A Rodrigo Pacheco, como presidente do Congresso, cabe uma parcela relevante da responsabilidade pela manutenção da credibilidade do país.

O que Rodrigo Pacheco poderia fazer? Há uma lista de coisas que poderiam melhorar a credibilidade do país, valorizando a moeda local e diminuindo a pressão sobre os preços:

– Uma reforma administrativa digna do nome, que colocasse a dívida em trajetória de queda

– Uma reforma tributária digna do nome, que facilitasse a vida de quem produz e, assim, aumentasse o produto potencial

– Privatizações que destravassem investimentos

Mas Rodrigo Pacheco acha que controlar “oportunistas altas de preços” é o melhor a se fazer para preservar o poder de compra da moeda. Voltamos três décadas no tempo. Com líderes da qualidade de um Rodrigo Pacheco, vamos céleres em direção ao nosso verdadeiro destino histórico.

Aposta

Rodrigo Maia talvez tenha sido o presidente da Câmara mais liberal que passou pela casa.

Baleia Rossi é nada menos que o autor da PEC 45, a mais estruturada proposta de reforma tributária em análise na Casa.

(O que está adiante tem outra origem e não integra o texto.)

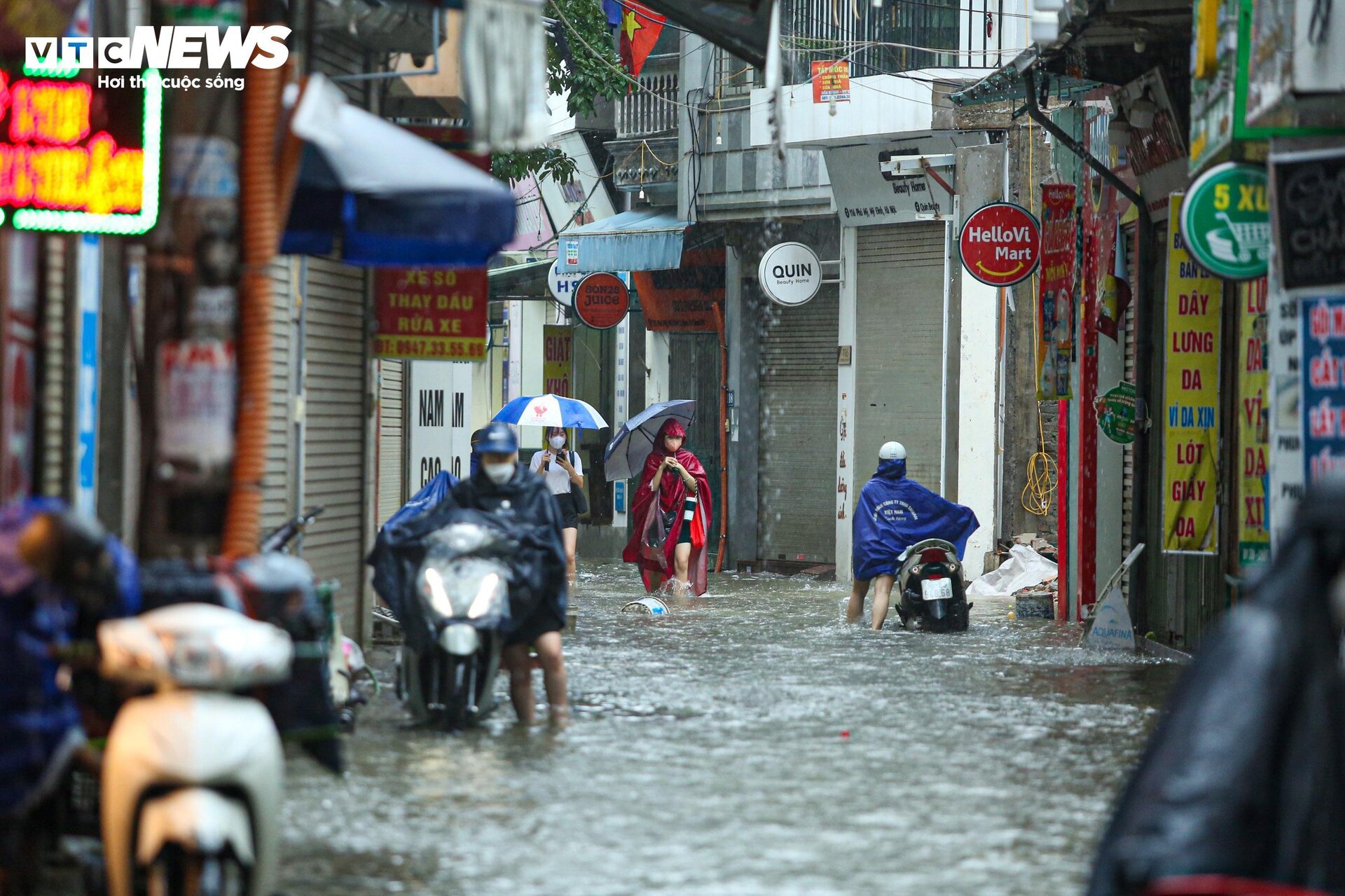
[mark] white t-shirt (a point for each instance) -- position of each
(557, 479)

Mas Paulo Guedes acha que é o Centrão que vai fazer deslanchar a sua “agenda liberal”.

A única agenda de Guedes, hoje, é a volta da CPMF. Aquela “grande agenda liberal”, com a qual Bolsonaro hipnotizou o mercado financeiro e os empresários, ficou no discurso.

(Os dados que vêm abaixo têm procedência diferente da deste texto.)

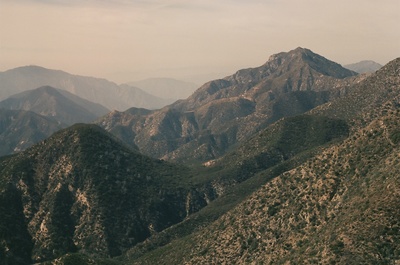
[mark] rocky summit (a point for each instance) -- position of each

Escrevam aí: não sai nenhuma grande privatização e nenhuma grande reforma até o fim deste governo. Podem printar este post e me cobrar daqui a dois anos.

Terei prazer em reconhecer o erro e pedir desculpas.

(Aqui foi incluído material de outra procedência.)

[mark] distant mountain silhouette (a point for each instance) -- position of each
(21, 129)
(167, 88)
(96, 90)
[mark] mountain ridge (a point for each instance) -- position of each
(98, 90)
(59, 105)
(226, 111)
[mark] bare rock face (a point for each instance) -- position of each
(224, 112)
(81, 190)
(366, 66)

Ideias politicamente viáveis

Estou cansado de ouvir que tal e qual proposta é inviável politicamente. Cortar salário de servidor não pode, é inviável. Cortar benefícios fiscais não pode, é inviável. Cortar aposentadorias não pode, é inviável. Nada é viável, tudo é muito difícil politicamente.

Exigem dos economistas soluções que sejam viáveis politicamente. Ora, para que então precisamos de políticos? Os políticos servem justamente para viabilizar politicamente as ideias certas. Se todas as ideias fossem “viáveis politicamente”, não precisaríamos de políticos, certo? Poderíamos ser dirigidos por tecnocratas com ideias politicamente viáveis, do agrado de todos.

Faz falta políticos com P maiúsculo. Faz falta um Churchill, que nos prometa sangue, suor e lágrimas, além da vitória. Faz falta uma Thatcher, que enfrenta mais de um ano de greve nas minas de carvão e dos servidores públicos. Faltam políticos com coragem para fazer a coisa certa. Sobram políticos covardes, que só reclamam da “inviabilidade política”. Mimimi.

Já privatizamos muitas empresas, mudamos a previdência dos funcionários públicos e dos trabalhadores da iniciativa privada, mudamos a CLT. Todos temas espinhosos que, quando tratados com habilidade política, foram resolvidos. Por que não continuar na direção certa? Por que não continuar na direção do aumento da produtividade e de um Estado que sirva o povo brasileiro e não suas corporações?

Não exija dos economistas soluções politicamente viáveis. Exija dos políticos que viabilizem politicamente as ideias econômicas corretas. Isso é o que vai evitar que o barco afunde. O resto é band-aid.

A não-urgência das reformas

Quando uma empresa tem problemas para pagar as suas contas, faz ajustes nas suas operações, o que inclui, infelizmente, a demissão de funcionários.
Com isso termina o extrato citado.